= San Roque, Santa Barbara, California =

Neighborhood in Santa Barbara, California

San Roque (Spanish for "Saint Roch") is a primarily residential neighborhood in Santa Barbara, California, located northwest of downtown. For planning purposes, the City of Santa Barbara uses two designations for this area, San Roque and East San Roque. The area takes its name from San Roque creek, which was named by early Spanish settlers after Saint Roch.

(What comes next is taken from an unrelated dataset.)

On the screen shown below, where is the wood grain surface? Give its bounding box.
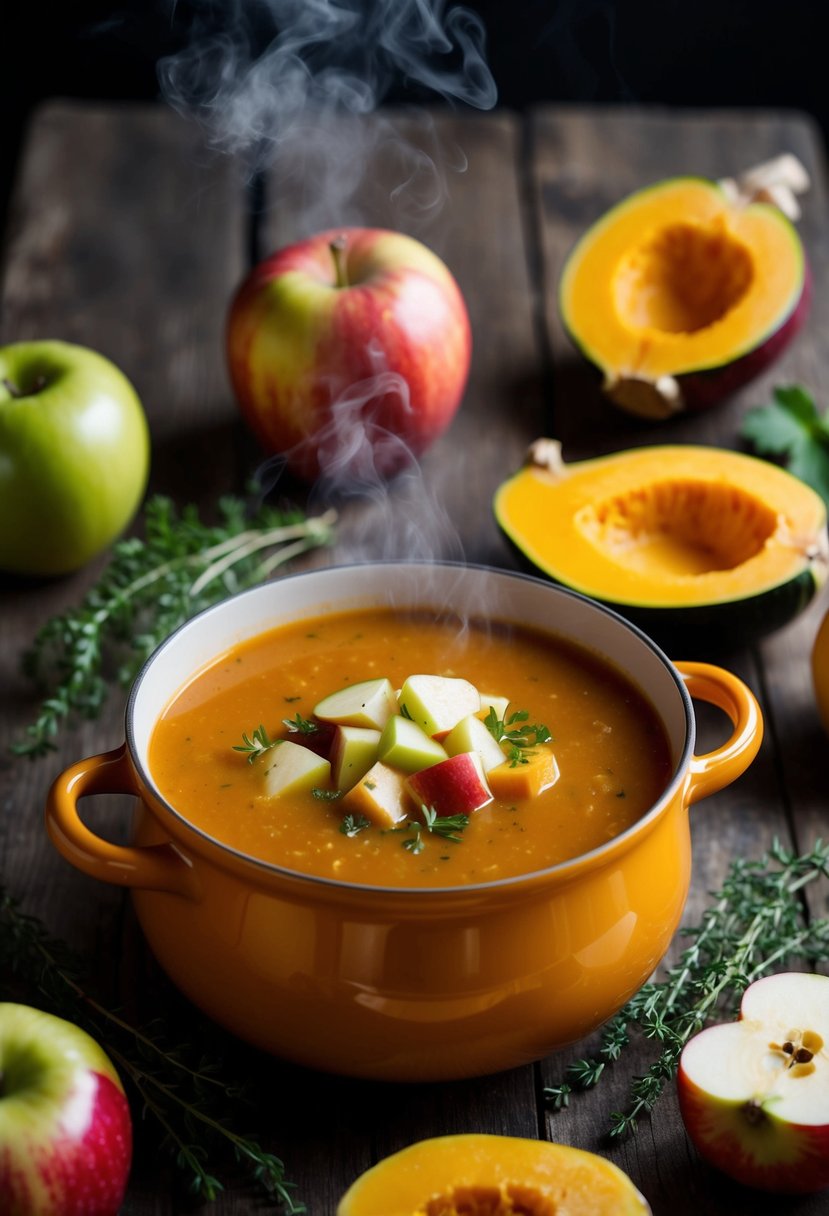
[1,99,827,1215]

A rural farming area until the 20th century, San Roque's first residential subdivision was developed in 1917 by Stephen Rutherford and called Rutherford Park. The streets were laid out in an irregular grid transected by spokes from a central circular street, Argonne Circle. Argonne Circle was named in memory of Rutherford's son, Lawrie, who died in the Meuse–Argonne offensive. In 1926, plans were approved for the San Roque Country Club and golf course to occupy much of the area adjacent to Rutherford Park, but development stalled due to the Great Depression and in 1939 portions of the unbuilt golf course land were donated to the city of Santa Barbara to become San Roque Park and Stevens Park. In 1928, Peabody Elementary School was built in San Roque in response to population growth, and in 1937 the parochial San Roque School was established. Between 1945 and 1970, residential development filled in the remaining unbuilt lots, and commercial development spread along State Street bordering San Roque.